New Year's Day Super Moon: What Is the Wolf Moon and When Is It Happening?

December's full super moon, as seen from France. Loic Venance/AFP/Getty Images

Updated | Moon enthusiasts have a lot to look forward to in 2018, and that will start with the very first day of the year. That's because thanks to a fluke alignment between the lunar cycle and our calendar cycle, we'll be starting off the new year with a brand new full moon. January's first full moon, which is nicknamed the Wolf Moon, will peak on January 1, at 9:24 p.m. ET, although it will appear full and bright for the days immediately surrounding the new year as well.

Although there are still cultures that peg their calendars to the lunar cycle as well as Earth's seasons, the Gregorian calendar that is most commonly used today does not. That means that it's a complete coincidence that this year's very first full moon will fall on the first night of the year.

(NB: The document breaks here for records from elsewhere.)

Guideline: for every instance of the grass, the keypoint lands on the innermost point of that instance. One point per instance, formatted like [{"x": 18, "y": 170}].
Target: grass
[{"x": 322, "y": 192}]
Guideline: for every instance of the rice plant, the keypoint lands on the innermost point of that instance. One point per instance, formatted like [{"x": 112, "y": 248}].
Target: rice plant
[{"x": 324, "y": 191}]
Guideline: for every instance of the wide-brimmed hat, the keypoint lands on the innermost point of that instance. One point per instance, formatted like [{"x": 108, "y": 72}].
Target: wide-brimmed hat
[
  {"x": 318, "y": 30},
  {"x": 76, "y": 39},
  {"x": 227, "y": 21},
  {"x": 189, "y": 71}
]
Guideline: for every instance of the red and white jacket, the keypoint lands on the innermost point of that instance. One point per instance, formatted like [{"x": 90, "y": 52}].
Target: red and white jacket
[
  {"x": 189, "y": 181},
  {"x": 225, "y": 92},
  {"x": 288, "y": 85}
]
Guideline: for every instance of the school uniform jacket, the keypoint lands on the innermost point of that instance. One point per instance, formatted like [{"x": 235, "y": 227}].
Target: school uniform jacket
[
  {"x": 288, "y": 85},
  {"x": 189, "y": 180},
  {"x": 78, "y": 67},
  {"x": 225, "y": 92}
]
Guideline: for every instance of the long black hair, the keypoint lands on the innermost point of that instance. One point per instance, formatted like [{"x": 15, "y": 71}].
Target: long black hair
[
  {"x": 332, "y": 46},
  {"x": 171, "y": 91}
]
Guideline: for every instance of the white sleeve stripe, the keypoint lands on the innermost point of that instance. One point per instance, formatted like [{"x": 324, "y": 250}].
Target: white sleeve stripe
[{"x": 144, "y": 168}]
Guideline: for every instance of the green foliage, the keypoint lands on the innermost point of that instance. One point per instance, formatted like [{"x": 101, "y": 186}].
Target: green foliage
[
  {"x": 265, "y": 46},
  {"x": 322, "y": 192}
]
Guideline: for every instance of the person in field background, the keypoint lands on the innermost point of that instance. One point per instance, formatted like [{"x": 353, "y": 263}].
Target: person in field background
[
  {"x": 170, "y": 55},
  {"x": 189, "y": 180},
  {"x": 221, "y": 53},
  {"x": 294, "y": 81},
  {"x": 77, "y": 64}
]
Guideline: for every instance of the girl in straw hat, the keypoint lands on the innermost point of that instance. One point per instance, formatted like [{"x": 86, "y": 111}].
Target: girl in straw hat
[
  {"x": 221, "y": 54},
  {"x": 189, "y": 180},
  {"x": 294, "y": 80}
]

In 2009, a full moon fell on December 31, but the last time a full moon peaked on January 1 was in 1999.

In another celestial fluke, the moon is currently in the section of its orbit when it happens to lie a little closer to Earth, what astronomers call near perigee. That means that the New Year's moon will appear just a tiny bit larger than the average moon. The precise degree varies with where in the sky the moon is and when in the moon's orbit you're comparing it to, but the effect is always less than about 14 percent.

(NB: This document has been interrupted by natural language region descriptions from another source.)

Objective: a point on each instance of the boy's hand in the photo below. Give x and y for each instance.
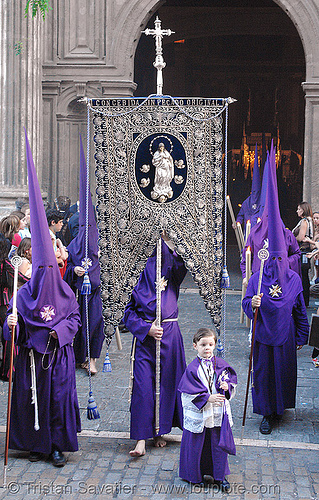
(156, 331)
(223, 385)
(256, 301)
(79, 270)
(216, 399)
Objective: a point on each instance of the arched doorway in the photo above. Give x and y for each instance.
(247, 49)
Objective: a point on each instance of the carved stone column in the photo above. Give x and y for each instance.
(311, 153)
(20, 97)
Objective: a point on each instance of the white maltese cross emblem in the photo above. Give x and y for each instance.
(86, 263)
(47, 313)
(161, 284)
(275, 290)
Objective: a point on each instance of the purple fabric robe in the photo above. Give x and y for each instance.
(200, 453)
(59, 416)
(281, 325)
(139, 314)
(45, 304)
(256, 241)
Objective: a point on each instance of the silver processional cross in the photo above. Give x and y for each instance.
(159, 63)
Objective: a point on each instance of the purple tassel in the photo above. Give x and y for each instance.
(107, 367)
(86, 285)
(225, 281)
(92, 411)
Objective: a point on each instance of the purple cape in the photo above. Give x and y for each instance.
(275, 357)
(256, 241)
(192, 384)
(200, 453)
(139, 314)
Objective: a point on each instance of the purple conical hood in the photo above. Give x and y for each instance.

January's full moon is also often referred to as the Wolf Moon, under the system of full moon names originally used by New England's native Algonquin tribes. Other nicknames for the first full moon of the year include Holiday Moon among the Chinese; in the southern hemisphere, where January marks early summer instead of early winter, it is often known as the Hay Moon, the Buck Moon or the Thunder Moon.

Read more: Super Blue Blood Moon 2018: What It Is and When to See It

The fact that the full moon is arriving so early in January also opens up the month to a second full moon, called a blue moon. The phenomenon is unusual, but perhaps not as unusual as the saying would suggest: Because the lunar cycle plays out over the course of about 29.5 days, it's completely feasible to fit a second full moon in a month with 31 days, like January. That blue moon, which will also mark a lunar eclipse, will arrive on January 31.

This story was updated to include historical information about previous New Year's full moons.